Vida e obra de Agostinho André Mendes de Carvalho ou Uanhenga Xitu

INTRODUÇÃO
Agostinho André Mendes de Carvalho ou Uanhenga Xitu, foi inegavelmente um dos escritores angolanos de primeira linha. Pertenceu à geração de autores mais velhos ainda em actividade. Foi um dos mestres da literatura angolana. E ele fez jus a esse estatuto não apenas no domínio estrito da criação literária, em que os seus livros servem de inspiração e modelo a muitos neófitos da coisa literária, mas também no do activismo literário, transmitindo aos jovens a sua vasta experiência humana e até apadrinhando-os de modo quase incondicional. Apesar de ter a sua obra estudada em várias universidades, sendo objecto de teses de mestrado e doutoramento, para além de possuir uma legião incomensurável de leitores fiéis em Angola e noutros países de língua portuguesa, Uanhenga Xitu nunca se assumiu como escritor. Preferiu que o considerem apenas um “contador de estórias”. Mas claro que ele foi um escritor. Um escritor de estilo despojado de circunlóquios e floreados “literários”, dono de uma escrita que parece brotar directamente da fala popular. É como se essa escrita fosse tão somente a fixação dessa fala. Uanhenga Xitu, na sua própria concepção, seria assim um griot, um desses emblemáticos bardos africanos depositários da memória colectiva.



VIDA E OBRA DE UANHENGA XITU
Uanhenga Xitu, nome quimbundo de Agostinho André Mendes de Carvalho, nasceu em Calomboloca, a 29 de Agosto de 1924 e morreu aos 13 de Fevereiro de 2014. Estudou Enfermagem, em Luanda e Ciências Políticas na extinta República Democrática Alemã.
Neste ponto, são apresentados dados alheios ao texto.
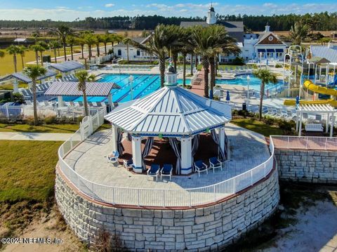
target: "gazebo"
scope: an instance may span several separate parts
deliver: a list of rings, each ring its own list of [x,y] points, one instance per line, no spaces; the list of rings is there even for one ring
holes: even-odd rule
[[[298,135],[300,136],[302,133],[302,121],[303,117],[308,117],[308,114],[319,115],[322,118],[322,114],[326,115],[326,133],[329,132],[329,126],[330,126],[330,137],[332,137],[333,133],[333,124],[335,120],[335,113],[337,110],[331,105],[325,104],[317,105],[298,105],[296,107],[296,130],[298,131]]]
[[[54,81],[46,91],[45,95],[57,96],[59,107],[63,105],[63,96],[82,96],[83,92],[79,90],[78,81]],[[87,96],[107,97],[108,104],[113,107],[113,88],[121,87],[114,82],[86,82]]]
[[[218,146],[218,158],[226,159],[225,126],[232,119],[230,105],[179,87],[177,75],[175,69],[170,67],[164,88],[126,102],[105,117],[112,125],[112,151],[121,153],[123,150],[122,132],[132,138],[136,173],[144,171],[144,158],[149,154],[154,137],[168,139],[177,157],[176,174],[192,172],[193,156],[202,133],[211,134]],[[143,152],[142,138],[147,139]]]
[[[48,78],[52,77],[53,80],[55,80],[55,76],[56,76],[56,72],[55,71],[47,69],[47,72],[46,73],[46,74],[44,74],[44,76],[39,77],[39,78],[37,78],[37,80],[41,81],[41,83],[44,84],[46,79],[48,79]],[[29,77],[28,77],[26,74],[25,74],[23,72],[15,72],[15,73],[6,75],[2,78],[0,78],[0,82],[8,81],[12,79],[14,79],[13,88],[14,93],[18,92],[19,84],[18,81],[21,81],[26,84],[28,84],[29,88],[30,88],[30,85],[32,83],[32,79]]]

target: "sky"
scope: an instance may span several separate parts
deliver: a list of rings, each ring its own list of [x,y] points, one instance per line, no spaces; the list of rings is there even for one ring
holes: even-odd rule
[[[161,15],[206,15],[210,1],[198,0],[0,0],[1,20],[72,21],[86,17]],[[266,15],[336,11],[336,0],[215,0],[216,12],[221,15]]]

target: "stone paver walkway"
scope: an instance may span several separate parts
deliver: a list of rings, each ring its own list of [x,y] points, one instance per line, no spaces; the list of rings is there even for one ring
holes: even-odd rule
[[[110,130],[100,131],[79,145],[66,157],[66,162],[84,178],[105,185],[134,188],[194,188],[213,185],[241,174],[265,161],[270,152],[264,136],[238,127],[226,126],[226,133],[230,141],[231,161],[223,171],[210,171],[199,178],[173,176],[172,181],[166,179],[157,182],[146,175],[127,171],[121,166],[107,163],[111,152]]]
[[[0,140],[28,140],[33,141],[65,141],[73,134],[58,133],[0,132]]]

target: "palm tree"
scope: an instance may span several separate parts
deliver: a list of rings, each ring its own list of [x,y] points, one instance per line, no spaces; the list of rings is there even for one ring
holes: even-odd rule
[[[130,61],[128,57],[128,45],[131,42],[132,39],[130,38],[125,38],[124,39],[123,39],[123,43],[126,45],[126,60],[128,62]]]
[[[63,52],[65,53],[65,60],[67,60],[67,51],[65,47],[67,46],[67,36],[72,34],[73,31],[70,27],[67,25],[61,25],[56,29],[56,33],[60,38],[60,40],[62,41],[63,45]]]
[[[109,43],[111,41],[110,39],[111,39],[110,36],[108,33],[103,34],[100,37],[100,40],[101,40],[102,43],[104,44],[104,52],[105,52],[105,55],[107,55],[107,44]]]
[[[37,60],[37,65],[39,65],[39,52],[44,50],[44,48],[38,44],[30,46],[29,48],[35,52],[35,60]],[[42,60],[42,59],[41,60]]]
[[[37,80],[47,72],[46,68],[39,65],[29,65],[23,69],[25,74],[32,79],[32,91],[33,92],[33,108],[34,108],[34,124],[37,125]]]
[[[11,46],[9,46],[7,48],[6,50],[8,52],[9,54],[13,55],[13,62],[14,63],[14,72],[18,72],[18,67],[17,67],[18,62],[17,62],[16,55],[18,55],[18,53],[19,53],[19,51],[20,51],[19,46],[11,45]]]
[[[255,71],[253,74],[254,77],[260,79],[261,81],[261,85],[260,88],[260,108],[258,112],[258,118],[260,120],[261,120],[262,106],[263,105],[263,95],[265,95],[265,85],[268,83],[275,84],[277,83],[277,79],[275,74],[272,73],[266,68],[260,68],[259,69]]]
[[[296,22],[290,29],[290,38],[293,44],[300,45],[302,41],[308,37],[311,28],[308,25],[303,24],[301,21]]]
[[[83,37],[79,37],[77,39],[77,44],[81,46],[81,53],[82,53],[82,59],[84,58],[84,46],[86,44],[86,41]]]
[[[176,25],[159,25],[154,28],[154,32],[145,45],[136,41],[131,42],[136,47],[158,58],[161,87],[165,82],[165,59],[170,46],[177,41],[176,35],[180,27]]]
[[[84,111],[86,117],[89,115],[88,110],[88,102],[86,98],[86,85],[87,81],[95,81],[95,77],[93,74],[89,74],[86,70],[78,71],[75,73],[75,77],[79,80],[78,88],[83,92],[83,103],[84,103]]]
[[[66,38],[67,44],[70,46],[70,52],[72,53],[72,60],[74,60],[74,50],[73,46],[75,44],[77,40],[76,38],[72,35],[67,36]]]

Em 1959, durante a ditadura de António de Oliveira Salazar, que se estendeu desde o golpe de Estado em Portugal a 28 de Maio de 1926 até 25 de Abril de 1974, data da Revolução dos Cravos, Uanhenga Xitu foi preso pela Polícia Internacional de Defesa do Estado (PIDE), por ser militante do Movimento Popular de Libertação de Angola (MPLA).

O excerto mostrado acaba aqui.